The Iraqi interim government has warned the United States and international nuclear inspectors that nearly 380 tons of powerful conventional explosives - used to demolish buildings, produce missile warheads and detonate nuclear weapons - are missing from one of Iraq's most sensitive former military installations. The huge facility, called Al Qaqaa, was supposed to be under American military control but is now a no-man's land, still picked over by looters as recently as Sunday. United Nations weapons inspectors had monitored the explosives for many years, but White House and Pentagon officials acknowledge that the explosives vanished after the American invasion last year. The White House said President Bush's national security adviser, Condoleezza Rice, was informed within the past month that the explosives were missing. It is unclear whether President Bush was informed. American officials have never publicly announced the disappearance, but beginning last week they answered questions about it posed by The New York Times and the CBS News program "60 Minutes." Administration officials said yesterday that the Iraq Survey Group, the C.I.A. task force that searched for unconventional weapons, has been ordered to investigate the disappearance of the explosives.

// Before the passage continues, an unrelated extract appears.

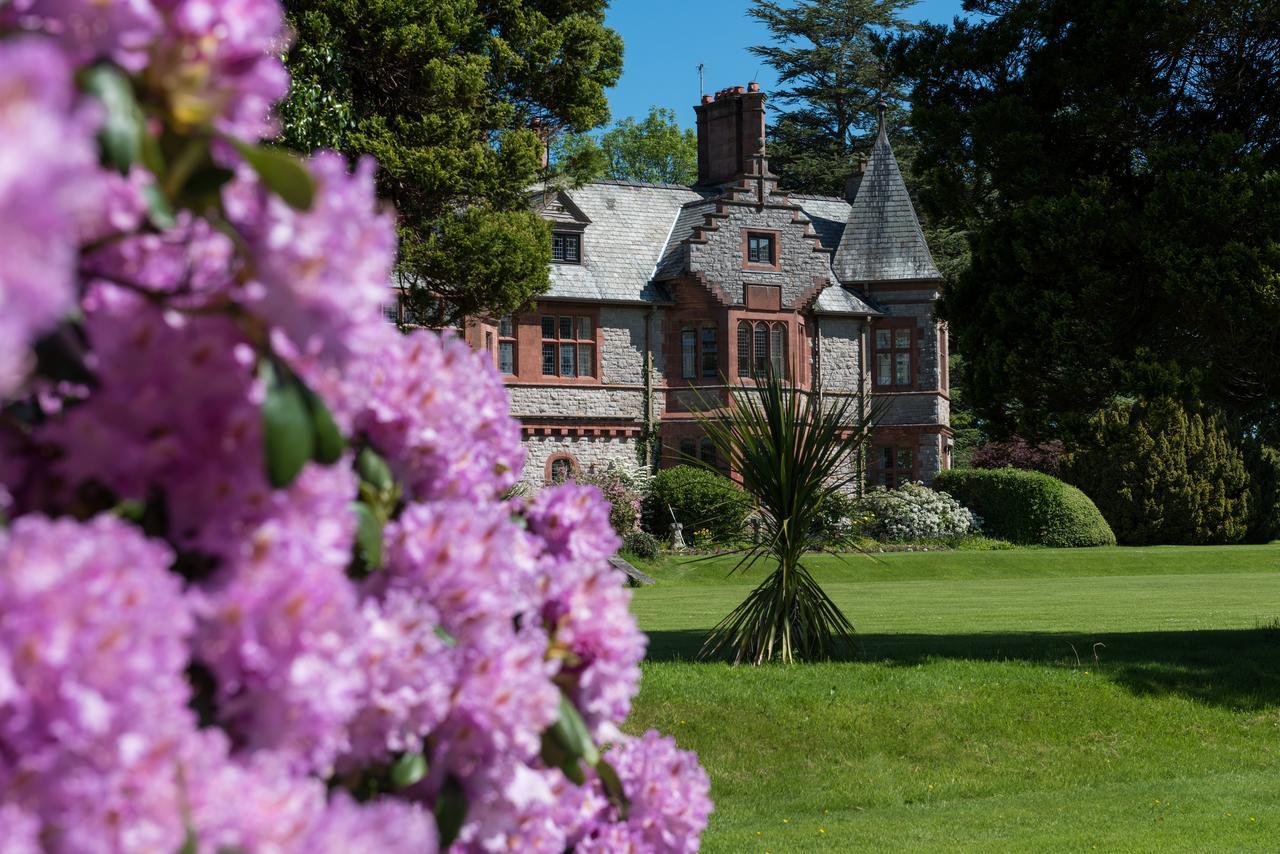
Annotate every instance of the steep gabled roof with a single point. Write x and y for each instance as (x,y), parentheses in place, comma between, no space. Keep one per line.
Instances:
(627,228)
(882,240)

American weapons experts say their immediate concern is that the explosives could be used in major bombing attacks against American or Iraqi forces: the explosives, mainly HMX and RDX, could be used to produce bombs strong enough to shatter airplanes or tear apart buildings. The bomb that brought down Pan Am Flight 103 over Lockerbie, Scotland, in 1988 used less than a pound of the material of the type stolen from Al Qaqaa, and somewhat larger amounts were apparently used in the bombing of a housing complex in November 2003 in Riyadh, Saudi Arabia, and the blasts in a Moscow apartment complex in September 1999 that killed nearly 300 people.

As if Abu Ghraib wasn't proof enough, this is rank incompetence. This finally, graphically and tragically puts the lie to the Bush team's assertion that they're somehow better - insurmountably better - on the war on terror than anyone else. This crowd - the one that insulted "Old Europe", which publicly vilified the UN, which had no use for NGOs in the war on terror - has received its comeuppance. The IAEA had these weapons under surveillance before we went into Iraq. They knew where thus stuff was. When we came in, we lost track of it? Of 380 tons of explosives? We lost it? It's gone? And according to them, we had enough troops to win the peace? I can't stress this enough - through its rank, juvenile incompetence, this administration misplaced 380 tons of explosives. Explosives which, quite probably, are now being used by Islamist and Baathist insurgents/guerrillas to blow up American and coalition servicemen and women, blow up Iraqi "collaborators", and innocent bystanders. Hooray for America. And we wonder why they don't appreciate this occupation. I predict that no one will be held accountable for this gross misconduct, just like no one will be held accountable for Abu Ghraib (except for Lynndie England). I predict that no one will be fired or resign in shame. I predict that Cheney will tell us that this was all planned, and Bush will tell us it's hard work. Let's fire the one with whom the buck really stops. Let's fire the Commander in Chief of our Armed Forces. Let's do it next Tuesday.